Marcus: Well tell us where people, mostly investors, if you are listening can find you?

Nik: They can find me at nitropcr.com. That is really easy. We lucked out there. We did a naming competition on Reddit's EMS board and that is the winning name. We gave a paramedic a $50 Amazon card to name the company. But you can find us at nitropcr.com, and you can always hit me a hello@nitropcr.com. That routes right to me and most of our customers actually find us in the Play Store of all places. You can always go at the Google Play Store and look for EMS PCR, and you will find we are the only ones there right now. That is really the best place to find me, and then you can usually find me on my patio making pizza on weekend, come out at West Mobile.

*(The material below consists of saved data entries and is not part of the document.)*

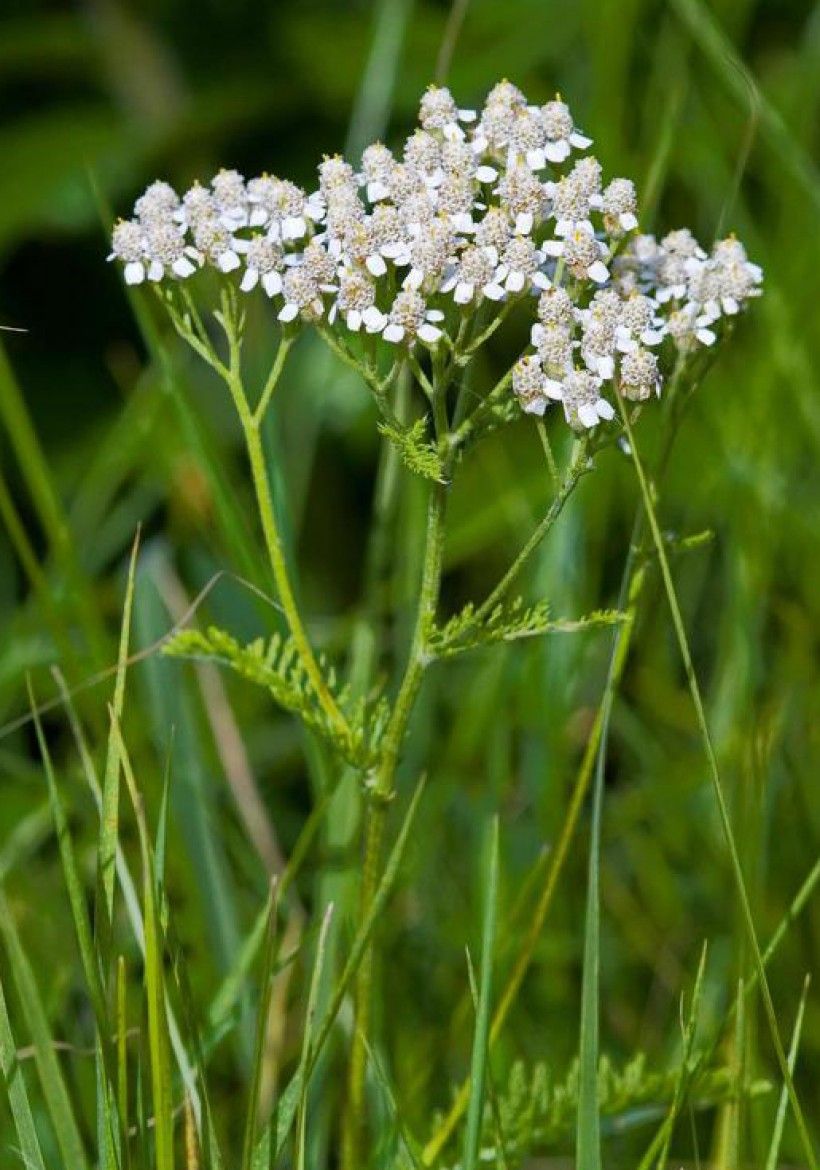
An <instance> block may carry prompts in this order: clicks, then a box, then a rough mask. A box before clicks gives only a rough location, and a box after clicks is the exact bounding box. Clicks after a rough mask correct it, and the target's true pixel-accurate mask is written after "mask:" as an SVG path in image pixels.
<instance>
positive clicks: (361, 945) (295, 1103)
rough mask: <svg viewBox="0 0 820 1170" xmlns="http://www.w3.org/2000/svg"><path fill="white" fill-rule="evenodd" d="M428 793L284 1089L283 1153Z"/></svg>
mask: <svg viewBox="0 0 820 1170" xmlns="http://www.w3.org/2000/svg"><path fill="white" fill-rule="evenodd" d="M423 791H425V778H423V777H422V778H421V779H420V780H419V783H418V785H416V787H415V791H414V793H413V797H412V799H411V803H409V806H408V808H407V812H406V813H405V819H404V821H402V825H401V828H400V831H399V835H398V838H397V840H395V845H394V846H393V848H392V851H391V854H390V856H388V859H387V865H386V866H385V870H384V873H383V875H381V881H380V882H379V886H378V888H377V890H375V895H374V897H373V901H372V903H371V907H370V911H368V914H367V915H366V917H365V920H364V922H361V923H360V925H359V929H358V930H357V932H356V937H354V938H353V944H352V947H351V950H350V955H349V956H347V962H346V963H345V965H344V970H343V972H342V976H340V978H339V982H338V983H337V985H336V987H335V990H333V995H332V996H331V997H330V1002H329V1004H328V1007H326V1009H325V1012H324V1014H323V1017H322V1024H321V1025H319V1027H318V1028H317V1038H316V1042H315V1044H313V1046H312V1049H311V1054H310V1061H309V1066H308V1069H306V1073H305V1072H303V1071H302V1069H297V1072H296V1073H295V1074H294V1076H292V1078H291V1080H290V1083H289V1085H288V1087H287V1088H285V1090H284V1093H283V1094H282V1096H281V1097H280V1101H278V1106H277V1112H276V1113H277V1115H276V1151H277V1152H278V1151H281V1150H282V1147H283V1145H284V1142H285V1141H287V1138H288V1134H289V1133H290V1129H291V1126H292V1124H294V1119H295V1116H296V1110H297V1108H298V1102H299V1097H301V1094H302V1078H303V1076H304V1075H309V1074H310V1072H311V1069H312V1066H313V1065H315V1064H316V1060H317V1059H318V1055H319V1053H321V1052H322V1048H323V1047H324V1044H325V1041H326V1039H328V1037H329V1035H330V1032H331V1030H332V1027H333V1024H335V1021H336V1017H337V1014H338V1012H339V1007H340V1006H342V1004H343V1002H344V998H345V996H346V995H347V991H349V990H350V986H351V984H352V982H353V979H354V977H356V972H357V971H358V969H359V965H360V963H361V958H363V956H364V954H365V951H366V949H367V944H368V942H370V940H371V936H372V934H373V930H374V928H375V923H377V922H378V921H379V918H380V917H381V914H383V913H384V909H385V906H386V904H387V901H388V899H390V896H391V894H392V893H393V888H394V886H395V880H397V878H398V874H399V868H400V866H401V861H402V859H404V855H405V849H406V847H407V841H408V839H409V835H411V830H412V827H413V824H414V821H415V814H416V812H418V807H419V801H420V800H421V796H422V793H423Z"/></svg>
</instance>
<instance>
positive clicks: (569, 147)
mask: <svg viewBox="0 0 820 1170" xmlns="http://www.w3.org/2000/svg"><path fill="white" fill-rule="evenodd" d="M540 118H542V125H543V126H544V135H545V137H546V143H545V145H544V153H545V156H546V158H547V159H549V160H550V163H564V161H565V160H566V159H567V158H569V157H570V154H571V153H572V151H573V150H586V149H587V146H592V138H587V137H586V135H583V133H581V132H580V131H579V130H578V129H577V128H576V123H574V121H573V118H572V113H571V112H570V106H569V105H567V104H566V103H565V102H561V99H560V98H559V97H557V98H556V99H554V101H553V102H547V103H546V105H542V108H540Z"/></svg>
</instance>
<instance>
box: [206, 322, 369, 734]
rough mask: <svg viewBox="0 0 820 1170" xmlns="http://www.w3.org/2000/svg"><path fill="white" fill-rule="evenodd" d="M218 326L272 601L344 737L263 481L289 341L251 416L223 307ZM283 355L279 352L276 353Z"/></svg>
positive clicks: (277, 355)
mask: <svg viewBox="0 0 820 1170" xmlns="http://www.w3.org/2000/svg"><path fill="white" fill-rule="evenodd" d="M221 323H222V325H223V328H225V332H226V337H227V340H228V353H229V365H228V367H227V370H226V373H225V374H223V377H225V380H226V384H227V386H228V390H229V391H230V397H232V398H233V400H234V405H235V406H236V412H237V414H239V419H240V424H241V426H242V434H243V435H244V443H246V448H247V452H248V461H249V463H250V476H251V480H253V484H254V493H255V495H256V507H257V508H259V514H260V521H261V523H262V532H263V535H264V544H266V548H267V550H268V559H269V562H270V567H271V571H273V574H274V581H275V583H276V592H277V594H278V600H280V604H281V606H282V610H283V612H284V615H285V620H287V622H288V627H289V629H290V634H291V636H292V639H294V645H295V646H296V651H297V653H298V655H299V660H301V662H302V665H303V667H304V669H305V674H306V675H308V679H309V680H310V683H311V686H312V688H313V691H315V693H316V697H317V700H318V702H319V704H321V707H322V709H323V710H324V713H325V715H326V716H328V721H329V722H330V724H331V727H332V728H333V729H335V731H336V734H337V735H339V736H340V737H343V738H345V737H346V736H347V735H349V731H350V729H349V727H347V722H346V720H345V717H344V715H343V714H342V711H340V710H339V708H338V706H337V703H336V701H335V698H333V696H332V695H331V693H330V689H329V687H328V683H326V682H325V679H324V675H323V674H322V670H321V668H319V665H318V662H317V661H316V655H315V654H313V649H312V647H311V645H310V639H309V638H308V633H306V631H305V628H304V625H303V622H302V615H301V614H299V610H298V605H297V601H296V596H295V593H294V589H292V586H291V584H290V576H289V573H288V563H287V559H285V555H284V548H283V545H282V538H281V536H280V530H278V524H277V521H276V511H275V509H274V500H273V495H271V491H270V482H269V480H268V468H267V463H266V459H264V450H263V447H262V433H261V424H262V421H263V417H264V409H266V408H267V405H268V402H269V401H270V397H271V394H273V392H274V390H275V388H276V384H277V381H278V379H280V376H281V373H282V367H283V366H284V359H285V357H287V353H288V350H289V347H290V344H291V343H290V340H289V339H283V340H282V342H281V343H280V349H278V352H277V355H276V359H275V360H274V365H273V369H271V371H270V374H269V377H268V380H267V383H266V386H264V390H263V391H262V395H261V398H260V404H259V406H257V408H256V411H255V412H251V409H250V407H249V406H248V397H247V394H246V391H244V386H243V384H242V370H241V362H240V336H239V329H237V325H236V322H235V321H234V319H233V318H232V317H230V316H229V315H228V312H227V307H226V309H223V312H222V316H221ZM283 350H284V352H282V351H283Z"/></svg>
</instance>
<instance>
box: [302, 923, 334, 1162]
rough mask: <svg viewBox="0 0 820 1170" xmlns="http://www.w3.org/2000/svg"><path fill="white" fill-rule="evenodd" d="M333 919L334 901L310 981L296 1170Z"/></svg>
mask: <svg viewBox="0 0 820 1170" xmlns="http://www.w3.org/2000/svg"><path fill="white" fill-rule="evenodd" d="M332 917H333V903H332V902H331V903H330V904H329V906H328V908H326V910H325V911H324V915H323V917H322V928H321V930H319V938H318V942H317V944H316V959H315V962H313V973H312V976H311V979H310V991H309V993H308V1010H306V1011H305V1018H304V1031H303V1037H302V1057H301V1059H299V1072H298V1074H297V1075H298V1079H299V1085H301V1093H299V1106H298V1109H297V1112H296V1142H297V1144H296V1170H305V1150H306V1145H305V1140H306V1124H308V1088H309V1086H310V1072H309V1066H310V1064H311V1049H312V1041H313V1025H315V1023H316V1012H317V1007H318V997H319V987H321V985H322V970H323V968H324V961H325V948H326V944H328V931H329V929H330V923H331V920H332Z"/></svg>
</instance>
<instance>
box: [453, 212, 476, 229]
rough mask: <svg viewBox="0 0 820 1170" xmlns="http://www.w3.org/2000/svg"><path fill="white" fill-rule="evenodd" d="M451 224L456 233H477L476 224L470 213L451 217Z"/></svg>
mask: <svg viewBox="0 0 820 1170" xmlns="http://www.w3.org/2000/svg"><path fill="white" fill-rule="evenodd" d="M450 223H452V225H453V227H454V228H455V229H456V232H475V223H474V222H473V216H471V215H470V213H469V212H459V213H457V215H450Z"/></svg>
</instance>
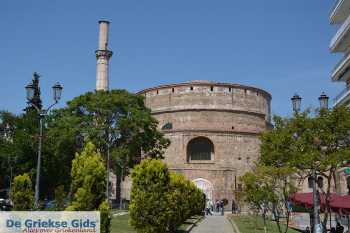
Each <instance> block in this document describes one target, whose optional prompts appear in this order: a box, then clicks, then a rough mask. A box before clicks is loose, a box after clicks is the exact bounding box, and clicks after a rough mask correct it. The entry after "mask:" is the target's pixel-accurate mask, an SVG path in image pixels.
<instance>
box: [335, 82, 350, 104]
mask: <svg viewBox="0 0 350 233" xmlns="http://www.w3.org/2000/svg"><path fill="white" fill-rule="evenodd" d="M349 100H350V86H347V87H346V88H345V89H344V90H342V91H341V92H340V93H339V94H338V95H337V96H336V97H335V98H334V99H333V106H337V105H338V106H339V105H349Z"/></svg>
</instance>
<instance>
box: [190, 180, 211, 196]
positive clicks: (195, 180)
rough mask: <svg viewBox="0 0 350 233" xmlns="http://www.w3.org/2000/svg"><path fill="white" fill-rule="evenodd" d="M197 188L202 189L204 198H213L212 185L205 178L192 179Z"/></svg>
mask: <svg viewBox="0 0 350 233" xmlns="http://www.w3.org/2000/svg"><path fill="white" fill-rule="evenodd" d="M192 182H193V183H194V184H195V185H196V186H197V188H199V189H200V190H202V191H203V193H204V194H205V196H206V198H207V199H209V200H213V185H212V184H211V183H210V182H209V181H208V180H206V179H203V178H198V179H194V180H193V181H192Z"/></svg>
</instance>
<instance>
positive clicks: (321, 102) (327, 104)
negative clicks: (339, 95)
mask: <svg viewBox="0 0 350 233" xmlns="http://www.w3.org/2000/svg"><path fill="white" fill-rule="evenodd" d="M318 100H319V102H320V109H328V100H329V97H328V96H327V95H326V94H325V93H324V92H322V94H321V95H320V97H318Z"/></svg>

Marcus: That is cool. Well, I want to thank you again for coming on the Podcast. To wrap up, is there any final thoughts or comments you would like to share?

Nik: If you are looking to start a company, again number 1 is find something you’re passionate about and then within that passion, find something that somebody will actually pay you money for. It's not very profound but that is really my key to startup. Because I found something that I love to do, technology and public safety, mobile, and I found something that people were struggling with and so I solve. I put those two together.

Marcus: Well, I think it is cool that you have gotten be able to marry several of your passions together and come up with this idea. I wish you much success. I appreciate your willingness to sit with me and share your journey as a business owner and an entrepreneur, and it was great talking to you.

Nik: Hey you too, Marcus, I appreciate it. Thanks for having me.